Exploring the leadership challenges and retention strategies of global nurse leaders who lead foreign-educated immigrant nurses: A phenomenological study

Speaker at Nursing Conferences - Beth Vanderwalker
Indiana Tech, United States
Title : Exploring the leadership challenges and retention strategies of global nurse leaders who lead foreign-educated immigrant nurses: A phenomenological study

Abstract:

Background: The United States healthcare system increasingly relies on foreign-educated immigrant nurses to address critical workforce shortages. While recruitment strategies have expanded, less is understood about the lived experiences of nurse leaders responsible for integrating, leading, and retaining culturally diverse migrant nursing teams in acute care settings.
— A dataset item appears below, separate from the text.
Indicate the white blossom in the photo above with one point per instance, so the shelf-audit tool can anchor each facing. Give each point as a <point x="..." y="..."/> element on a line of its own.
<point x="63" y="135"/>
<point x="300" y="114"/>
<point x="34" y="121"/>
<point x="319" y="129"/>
Leadership practices that support workforce stability remain underexplored in the global nursing literature.

Purpose: This study explores the lived experiences of global nurse leaders who lead foreign-educated immigrant nurses in U.S. acute care hospitals. The research examines leadership challenges encountered and strategies implemented to promote retention and workforce stability, grounded in Job Embeddedness Theory (JET) (Mitchell et al., 2001).

Methods: Using a qualitative Interpretative Phenomenological Analysis (IPA) approach, in-depth semi-structured interviews were conducted with nurse leaders supervising culturally diverse, foreign-educated nursing staff. Participants met inclusion criteria of holding formal leadership roles within U.S. acute care settings and directly managing immigrant nurses. Data were analyzed using iterative coding, theme development, and hermeneutic interpretation to capture shared meaning-making processes (Smith et al., 2009).

Results: Preliminary findings reveal complex leadership dynamics shaped by cultural integration, communication adaptation, ethical advocacy, organizational policy constraints, and emotional labor. Leaders described strategies that enhanced nurse retention, including culturally responsive mentorship, structured onboarding, psychological safety cultivation, and intentional community-building practices aligned with the “links,” “fit,” and “sacrifice” domains of Job Embeddedness Theory.

Conclusions: Global nurse leaders serve as critical stabilizing agents within internationally recruited nursing workforces. Their leadership practices directly influence retention outcomes, workforce cohesion, and patient care continuity. Findings contribute to global nursing leadership scholarship and offer evidence-informed strategies for health systems seeking sustainable international workforce integration.

Implications for Nursing Leadership: Understanding the lived experiences of leaders managing foreign-educated nurses provides actionable insights for policy development, leadership preparation, and ethical international workforce integration. This research amplifies the often-unheard voices of global nurse leaders navigating complex cross-cultural clinical environments.